A Series of Local Articles, on Past and Present.

No. 18.

The New Court House.—Reminiscences of the neighborhood.—The farms, orchards, &c.—Land speculations.—Parmentier's garden.—The Hessian Hospital.—Military and other public gardens of old times.—A political meeting of 40 years ago.—Local magnates formerly.

———

WE will devote this paper of our series to some incidents connected with the locality of our New County Court House and Supervisors' Building, opposite the City Hall, on the site occupied and known during the earlier sixty years of this century as the Military Gardens.1

We ought to premise that the region surrounding our City Hall, and this new building being put up for the Courts of the County, Supervisors, &c., is not only of deep interest to the inhabitants of Brooklyn, from its political connexions, but from hundreds of old local historical associations.

The line of Fulton street up to this point, and so on to the junction of Fulton and Flatbush avenues is the original road, pretty much the same now as it has been from the settlement of Brooklyn over two hundred years ago.

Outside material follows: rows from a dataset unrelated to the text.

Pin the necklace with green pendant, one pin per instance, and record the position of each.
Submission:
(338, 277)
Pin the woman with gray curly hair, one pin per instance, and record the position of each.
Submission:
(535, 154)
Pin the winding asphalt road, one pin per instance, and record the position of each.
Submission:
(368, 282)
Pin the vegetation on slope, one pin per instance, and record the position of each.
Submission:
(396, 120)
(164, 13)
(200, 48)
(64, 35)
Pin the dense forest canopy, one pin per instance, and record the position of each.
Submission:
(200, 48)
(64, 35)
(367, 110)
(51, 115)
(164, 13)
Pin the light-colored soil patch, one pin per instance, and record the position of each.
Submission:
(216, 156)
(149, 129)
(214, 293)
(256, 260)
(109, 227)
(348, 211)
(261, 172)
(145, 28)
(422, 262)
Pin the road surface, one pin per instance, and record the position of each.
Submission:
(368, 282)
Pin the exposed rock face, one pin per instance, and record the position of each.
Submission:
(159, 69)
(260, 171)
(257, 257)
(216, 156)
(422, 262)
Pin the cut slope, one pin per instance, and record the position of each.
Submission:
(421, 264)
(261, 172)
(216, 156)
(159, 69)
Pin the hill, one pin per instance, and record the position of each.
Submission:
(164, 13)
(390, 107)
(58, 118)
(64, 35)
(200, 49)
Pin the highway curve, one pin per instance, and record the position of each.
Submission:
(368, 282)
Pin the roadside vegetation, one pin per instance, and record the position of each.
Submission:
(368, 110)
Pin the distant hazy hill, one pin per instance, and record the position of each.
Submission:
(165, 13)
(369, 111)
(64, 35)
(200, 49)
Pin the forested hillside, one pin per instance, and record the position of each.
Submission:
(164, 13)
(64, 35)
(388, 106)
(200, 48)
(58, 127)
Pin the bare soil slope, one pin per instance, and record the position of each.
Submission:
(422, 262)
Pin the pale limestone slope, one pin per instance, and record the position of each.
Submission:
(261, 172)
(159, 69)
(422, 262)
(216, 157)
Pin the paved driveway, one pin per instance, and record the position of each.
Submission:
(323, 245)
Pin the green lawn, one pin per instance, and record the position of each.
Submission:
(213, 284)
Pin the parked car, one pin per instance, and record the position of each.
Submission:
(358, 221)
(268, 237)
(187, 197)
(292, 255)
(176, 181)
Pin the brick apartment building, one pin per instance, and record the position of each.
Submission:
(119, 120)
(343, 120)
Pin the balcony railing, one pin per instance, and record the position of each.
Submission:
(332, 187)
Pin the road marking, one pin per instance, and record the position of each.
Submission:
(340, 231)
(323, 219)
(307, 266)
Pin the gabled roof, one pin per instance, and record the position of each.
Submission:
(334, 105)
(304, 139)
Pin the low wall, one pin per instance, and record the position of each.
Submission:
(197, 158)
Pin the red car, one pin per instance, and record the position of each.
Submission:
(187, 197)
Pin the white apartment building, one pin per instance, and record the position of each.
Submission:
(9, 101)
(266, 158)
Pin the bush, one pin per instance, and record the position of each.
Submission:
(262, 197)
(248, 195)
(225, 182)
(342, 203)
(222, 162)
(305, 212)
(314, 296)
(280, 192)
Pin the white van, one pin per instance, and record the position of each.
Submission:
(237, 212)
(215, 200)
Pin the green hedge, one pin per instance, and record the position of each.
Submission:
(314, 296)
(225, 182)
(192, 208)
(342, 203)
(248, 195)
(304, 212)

The neighborhood of our City Hall was, even in old times, a sort of central spot, where the people of Brooklyn, and the county, met to transact business, or, on the Sabbath, for religious worship.

The original old Brooklyn Church,2 under the Dutch Settlement, was in this section, on Fulton avenue, right in the middle of the road, near where Duffield st. now comes out. Here, for two or three ages, the settlers of Brooklyn and of Flatlands, Flatbush, and New Utrecht, as well as from the Old Ferry, and from the Wallabout, came on Sunday, to listen to sermons in Dutch. It is the same society, passed on by regular succession, that now worships in the Church in Joralemon st., adjoining Court.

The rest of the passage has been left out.